Wednesday, June 27, 2012

Parenting at a distance

You may or may not know it, but when Emily first got sick I was on the other side of the world for work.  It was difficult for me to hear she was sick and not getting better.  I'm sure it was scary for my husband who was the one at home dealing with it all, but not being there, having absolutely no control and not even being able to ask the doctors all the questions I had was so hard.  Then when things took a turn for the worse my work rushed me home.  That 13 hour flight was the worst because at least when I was in the office I could get a call from my husband if there was a change, but on the flight there were no phones and for 13 hours I honestly worried that I may have held Emily for the last time months ago and didn't even known it.

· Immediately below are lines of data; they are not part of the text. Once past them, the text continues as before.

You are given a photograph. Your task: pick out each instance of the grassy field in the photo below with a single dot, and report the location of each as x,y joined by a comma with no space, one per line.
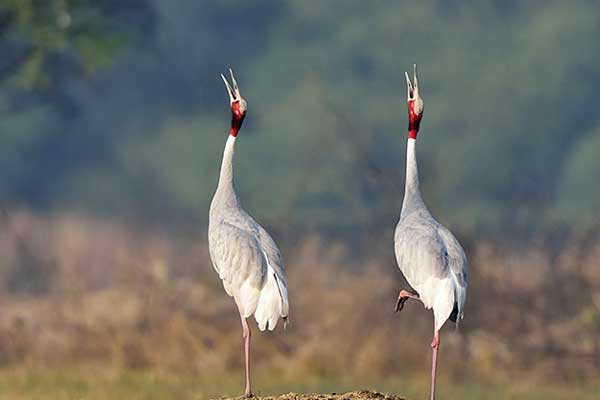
52,385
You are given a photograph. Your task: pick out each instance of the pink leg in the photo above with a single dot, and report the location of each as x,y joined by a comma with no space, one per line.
435,344
247,334
402,297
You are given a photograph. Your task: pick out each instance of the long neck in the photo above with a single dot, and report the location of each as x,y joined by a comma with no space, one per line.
226,177
412,193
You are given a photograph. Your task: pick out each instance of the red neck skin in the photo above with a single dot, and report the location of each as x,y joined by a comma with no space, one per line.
414,120
237,118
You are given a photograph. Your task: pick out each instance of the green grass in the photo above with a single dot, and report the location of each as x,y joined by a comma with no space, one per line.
52,385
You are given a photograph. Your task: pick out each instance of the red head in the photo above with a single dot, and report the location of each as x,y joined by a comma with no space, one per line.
414,103
238,105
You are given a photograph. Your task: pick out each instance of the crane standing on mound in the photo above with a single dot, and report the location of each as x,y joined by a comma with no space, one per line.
428,254
242,252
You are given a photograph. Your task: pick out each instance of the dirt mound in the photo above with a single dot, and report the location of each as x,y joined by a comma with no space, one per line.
358,395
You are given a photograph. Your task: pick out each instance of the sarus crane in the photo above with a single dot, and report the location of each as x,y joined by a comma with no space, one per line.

I'm gone again for work and being away is surreal.  All of my work items where packed away after I rushed home the last time and still have things the way I had left them.  The book I was reading when Emily got sick still had the sticky note with the nurse's email from her first hospital; my digital picture frame has photos all pre-SOJIA.  It's almost like SOJIA was a bad dream and I just woke up back in the office, although it's a new office and this time I am only a six hour flight away, but sometimes I have to remind myself it really did happen.

It's another dimension to all of this, not bad, just different.  So this is why I have not been posting on Tuesday and Thursday; I am parenting at a distance which consists of lost of wishful thinking and updates from my husband. At least this time there is no fever and there is no rash.